About

The UCLA Community Archives Lab was founded by Professor Michelle Caswell in 2016 to explore the ways that independent, identity-based memory organizations document, shape, and provide access to the histories of minoritized communities, with a particular emphasis on understanding their affective, political, and artistic impact. 

In 2021, Professors Thuy Vo Dang and Tonia Sutherland joined the Lab as Co-Directors. 

The Lab’s research has been published in The American Archivist, Archival Science, Archivaria, Journal of Critical Library and Information Studies, American Historical Review, Journal of Contemporary Archival Studies, Interactions: UCLA Journal of Education and Information Studies, The Public Historian, Archives and Manuscripts, and Library Quarterly, as well as in several edited volumes. Publications emerging from the Lab have won:

    • The 2020 Hugh A. Taylor Prize for best paper published in Archivaria (Gracen Brilmyer, Joyce Gabiola, Jimmy Zavala, and Michelle Caswell, “Reciprocal Archival Imaginaries: The Shifting Boundaries of ‘Community’ in Community Archives”) from the Association of Canadian Archivists; and
    • The 2017 Fellows Ernst Posner Award for Best Paper Published in The American Archivist, (Michelle Caswell, Marika Cifor, and Mario H. Ramirez, “‘To Suddenly Discover Yourself Existing’: Uncovering the Affective Impact of Community Archives,”) by the Society of American Archivists.
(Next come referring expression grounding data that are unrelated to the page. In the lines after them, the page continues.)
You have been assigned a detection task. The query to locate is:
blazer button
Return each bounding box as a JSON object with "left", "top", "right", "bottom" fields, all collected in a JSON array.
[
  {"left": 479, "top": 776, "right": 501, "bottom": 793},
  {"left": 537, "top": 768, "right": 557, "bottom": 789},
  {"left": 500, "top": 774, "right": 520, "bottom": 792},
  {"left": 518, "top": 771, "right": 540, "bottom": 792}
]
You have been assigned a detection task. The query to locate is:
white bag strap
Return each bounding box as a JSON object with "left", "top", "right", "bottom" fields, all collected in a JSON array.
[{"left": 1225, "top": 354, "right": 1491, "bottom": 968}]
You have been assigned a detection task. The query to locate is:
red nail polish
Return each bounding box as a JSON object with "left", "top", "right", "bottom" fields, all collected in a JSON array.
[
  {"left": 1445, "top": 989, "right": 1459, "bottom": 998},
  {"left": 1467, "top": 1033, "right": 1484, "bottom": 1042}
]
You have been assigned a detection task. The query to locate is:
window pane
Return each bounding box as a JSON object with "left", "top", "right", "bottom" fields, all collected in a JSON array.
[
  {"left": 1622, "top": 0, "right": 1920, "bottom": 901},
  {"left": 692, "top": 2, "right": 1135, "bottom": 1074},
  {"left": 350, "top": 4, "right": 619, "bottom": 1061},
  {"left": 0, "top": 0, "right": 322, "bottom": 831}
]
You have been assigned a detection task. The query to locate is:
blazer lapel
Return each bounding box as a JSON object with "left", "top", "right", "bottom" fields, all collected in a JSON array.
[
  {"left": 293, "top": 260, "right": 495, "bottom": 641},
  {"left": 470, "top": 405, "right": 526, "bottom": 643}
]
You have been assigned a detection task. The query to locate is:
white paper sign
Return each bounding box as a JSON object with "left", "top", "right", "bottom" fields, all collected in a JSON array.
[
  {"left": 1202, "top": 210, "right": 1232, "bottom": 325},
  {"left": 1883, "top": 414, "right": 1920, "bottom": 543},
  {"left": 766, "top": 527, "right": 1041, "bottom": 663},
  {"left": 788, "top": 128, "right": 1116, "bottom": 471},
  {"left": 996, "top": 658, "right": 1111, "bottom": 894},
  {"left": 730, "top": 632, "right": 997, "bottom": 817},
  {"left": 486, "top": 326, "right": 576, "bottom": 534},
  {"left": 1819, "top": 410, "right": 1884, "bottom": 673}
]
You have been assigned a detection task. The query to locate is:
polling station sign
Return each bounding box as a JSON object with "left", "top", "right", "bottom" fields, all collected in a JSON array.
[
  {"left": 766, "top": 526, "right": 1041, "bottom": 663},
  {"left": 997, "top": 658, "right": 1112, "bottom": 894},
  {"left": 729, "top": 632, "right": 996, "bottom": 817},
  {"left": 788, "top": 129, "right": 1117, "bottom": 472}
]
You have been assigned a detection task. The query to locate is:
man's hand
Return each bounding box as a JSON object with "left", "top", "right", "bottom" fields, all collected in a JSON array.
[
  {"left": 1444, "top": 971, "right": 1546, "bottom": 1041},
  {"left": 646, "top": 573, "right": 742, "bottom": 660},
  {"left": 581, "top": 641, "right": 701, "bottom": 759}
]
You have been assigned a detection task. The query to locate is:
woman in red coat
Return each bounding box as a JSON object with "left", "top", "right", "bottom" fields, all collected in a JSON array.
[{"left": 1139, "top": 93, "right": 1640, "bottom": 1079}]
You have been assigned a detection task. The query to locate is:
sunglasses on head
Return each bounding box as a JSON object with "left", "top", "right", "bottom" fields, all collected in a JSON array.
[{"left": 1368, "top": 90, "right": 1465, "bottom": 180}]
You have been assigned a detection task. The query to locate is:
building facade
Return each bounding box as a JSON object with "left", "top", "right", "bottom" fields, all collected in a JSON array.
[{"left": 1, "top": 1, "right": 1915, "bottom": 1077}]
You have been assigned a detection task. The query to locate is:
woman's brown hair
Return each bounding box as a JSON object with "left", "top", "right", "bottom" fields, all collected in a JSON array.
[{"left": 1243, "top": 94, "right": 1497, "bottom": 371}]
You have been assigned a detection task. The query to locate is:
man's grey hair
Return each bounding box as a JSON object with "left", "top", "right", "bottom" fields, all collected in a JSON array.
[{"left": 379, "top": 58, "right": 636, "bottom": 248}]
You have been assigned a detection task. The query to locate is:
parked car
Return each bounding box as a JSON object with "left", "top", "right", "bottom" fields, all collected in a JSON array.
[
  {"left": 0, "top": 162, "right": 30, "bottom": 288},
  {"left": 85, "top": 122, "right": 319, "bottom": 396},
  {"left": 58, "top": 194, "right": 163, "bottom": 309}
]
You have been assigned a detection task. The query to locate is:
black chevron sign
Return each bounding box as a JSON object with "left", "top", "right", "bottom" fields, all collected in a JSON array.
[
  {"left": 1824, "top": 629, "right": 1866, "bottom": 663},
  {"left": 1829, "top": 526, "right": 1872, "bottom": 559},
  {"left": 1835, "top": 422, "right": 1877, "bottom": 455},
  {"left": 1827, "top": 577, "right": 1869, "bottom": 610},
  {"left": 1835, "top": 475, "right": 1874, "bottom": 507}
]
Since 2016, the Lab has received support from the Mellon Foundation, the Institute of Museum and Library Services, and from various sources at UCLA, including: UCLA Transdisciplinary Research Grant, UBC-UCLA Collaborative Research Mobility Grant, a UCLA Institute of American Cultures Research Grant, and a UCLA Center for the Study of Women Research Grant.